New memory and UART boards

It is difficult to lay out boards properly. This task requires a lot of patience and experience, otherwise you end up with poorly routed boards, hundreds of vias or lengthy signal traces. Somehow I am still unable to avoid all these imperfections and my boards are not quite how I would like them to be. This time, I had to route not one but two new PCBs – one for a new memory system described in the last post and one for the UART controller and ports (I decided the design is stable enough to get its own custom board). The final result is below (click images to enlarge).

     

In general my PCB design approach requires the following sequence of steps:

  • Place components on a board so that air-wires to connected components are as short as possible, but keep the layout clean (for some reason I do not like non-uniform placement of components).
  • Route power lines of greater width (I use 40 mil traces). I do not route ground because I add a ground plane in the last step of the process.

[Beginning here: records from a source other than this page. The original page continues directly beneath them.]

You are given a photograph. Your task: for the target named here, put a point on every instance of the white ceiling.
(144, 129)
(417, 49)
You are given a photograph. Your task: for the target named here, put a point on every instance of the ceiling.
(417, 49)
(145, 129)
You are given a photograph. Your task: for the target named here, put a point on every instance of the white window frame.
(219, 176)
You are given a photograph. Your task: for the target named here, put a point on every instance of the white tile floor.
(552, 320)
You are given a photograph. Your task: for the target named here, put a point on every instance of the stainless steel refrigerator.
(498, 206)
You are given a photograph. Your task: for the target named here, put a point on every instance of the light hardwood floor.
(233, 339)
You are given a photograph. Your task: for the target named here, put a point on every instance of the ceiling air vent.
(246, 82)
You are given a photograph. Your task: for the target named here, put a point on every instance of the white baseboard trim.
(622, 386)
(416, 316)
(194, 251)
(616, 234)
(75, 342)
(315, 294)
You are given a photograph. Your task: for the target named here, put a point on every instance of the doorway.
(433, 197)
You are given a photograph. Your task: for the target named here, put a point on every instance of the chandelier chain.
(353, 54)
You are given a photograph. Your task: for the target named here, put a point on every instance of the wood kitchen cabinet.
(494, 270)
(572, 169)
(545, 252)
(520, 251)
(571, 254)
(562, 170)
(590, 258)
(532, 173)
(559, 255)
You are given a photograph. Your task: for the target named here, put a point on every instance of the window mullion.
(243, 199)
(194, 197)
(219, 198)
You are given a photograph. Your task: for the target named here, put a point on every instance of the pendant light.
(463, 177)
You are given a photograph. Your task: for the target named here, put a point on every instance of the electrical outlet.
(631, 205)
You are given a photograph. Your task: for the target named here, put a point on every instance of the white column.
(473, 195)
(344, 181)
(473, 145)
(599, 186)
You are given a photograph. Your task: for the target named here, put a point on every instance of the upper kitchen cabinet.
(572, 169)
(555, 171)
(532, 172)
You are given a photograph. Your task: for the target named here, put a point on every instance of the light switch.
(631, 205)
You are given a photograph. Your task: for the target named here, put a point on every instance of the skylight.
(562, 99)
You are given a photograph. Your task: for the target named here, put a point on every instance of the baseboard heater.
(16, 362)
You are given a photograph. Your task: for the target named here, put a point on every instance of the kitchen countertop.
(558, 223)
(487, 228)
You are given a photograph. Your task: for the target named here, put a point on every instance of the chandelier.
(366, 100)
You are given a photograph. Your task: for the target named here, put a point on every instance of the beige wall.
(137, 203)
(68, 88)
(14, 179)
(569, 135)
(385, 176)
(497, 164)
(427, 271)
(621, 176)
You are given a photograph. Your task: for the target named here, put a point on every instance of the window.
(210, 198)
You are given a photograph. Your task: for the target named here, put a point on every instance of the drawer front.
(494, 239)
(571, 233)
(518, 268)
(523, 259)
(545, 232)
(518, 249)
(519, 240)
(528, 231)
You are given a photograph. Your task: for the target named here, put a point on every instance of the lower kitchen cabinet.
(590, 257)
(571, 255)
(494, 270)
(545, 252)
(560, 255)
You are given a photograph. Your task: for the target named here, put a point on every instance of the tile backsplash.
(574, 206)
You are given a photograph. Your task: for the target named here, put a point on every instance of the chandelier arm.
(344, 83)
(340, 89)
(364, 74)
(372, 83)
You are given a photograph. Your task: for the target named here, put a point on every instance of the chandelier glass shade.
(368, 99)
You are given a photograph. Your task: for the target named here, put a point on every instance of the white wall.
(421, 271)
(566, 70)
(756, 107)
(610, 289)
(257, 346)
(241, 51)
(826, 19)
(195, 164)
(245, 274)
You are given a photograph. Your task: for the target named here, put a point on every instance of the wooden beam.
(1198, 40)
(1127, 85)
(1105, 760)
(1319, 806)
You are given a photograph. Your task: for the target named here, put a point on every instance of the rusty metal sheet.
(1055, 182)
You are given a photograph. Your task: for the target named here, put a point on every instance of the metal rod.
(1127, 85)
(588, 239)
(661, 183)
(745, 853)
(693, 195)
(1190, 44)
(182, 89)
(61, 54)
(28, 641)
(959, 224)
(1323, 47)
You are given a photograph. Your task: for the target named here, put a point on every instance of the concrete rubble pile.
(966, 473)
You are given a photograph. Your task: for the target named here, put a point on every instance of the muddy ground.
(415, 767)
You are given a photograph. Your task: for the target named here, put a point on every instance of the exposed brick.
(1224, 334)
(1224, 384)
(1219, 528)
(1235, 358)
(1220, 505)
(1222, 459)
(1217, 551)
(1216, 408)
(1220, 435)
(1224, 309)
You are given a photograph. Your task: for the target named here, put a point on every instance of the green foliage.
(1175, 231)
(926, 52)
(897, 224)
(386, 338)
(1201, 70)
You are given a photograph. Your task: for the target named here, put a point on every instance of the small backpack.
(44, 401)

I attempt to route the power bus in the outer regions of the board, but it is not always possible (there are components in the center of the board, too and I need to reach them).
  • Manually route critical traces like buses, traces to passive components or connectors. I like to have buses as bunches of parallel lines, not randomly placed traces as the autorouter tends to route them.
  • Use Eagle autorouter to route remaining signals.
  • Add ground plane on top and bottom side of the board (with Eagle’s orphans option disabled and thermals option enabled).

I try to keep the baseline layout from before the autorouter step to be able to make adjustments. This makes the process iterative – whenever I am not happy with the final layout, I undo the autorouter step, fix the component or power trace placement and hit autoroute again. All in all it costs me several man-hours to complete a board I am reasonably happy with. I think my major weakness is the second step – power lines routing. I need multiple attempts to do it more or less properly, without obstructing the way for other important signals and over-complicating the board. I even changed the pad shape from ellipses to smaller squares to save some space for signal traces but it did not help much. I still think I could have obtained a board with fewer vias and lower overall trace length, had I routed power lines better. Any hints how this should be done properly for two sided rectangular boards with through-hole components?

I have already sent the boards for manufacturing. choosing BatchPCB again for their unbeatable $2.50 per square inch plus $10 setup fee. I have also uploaded new schematics PDF and eagle files into downloads.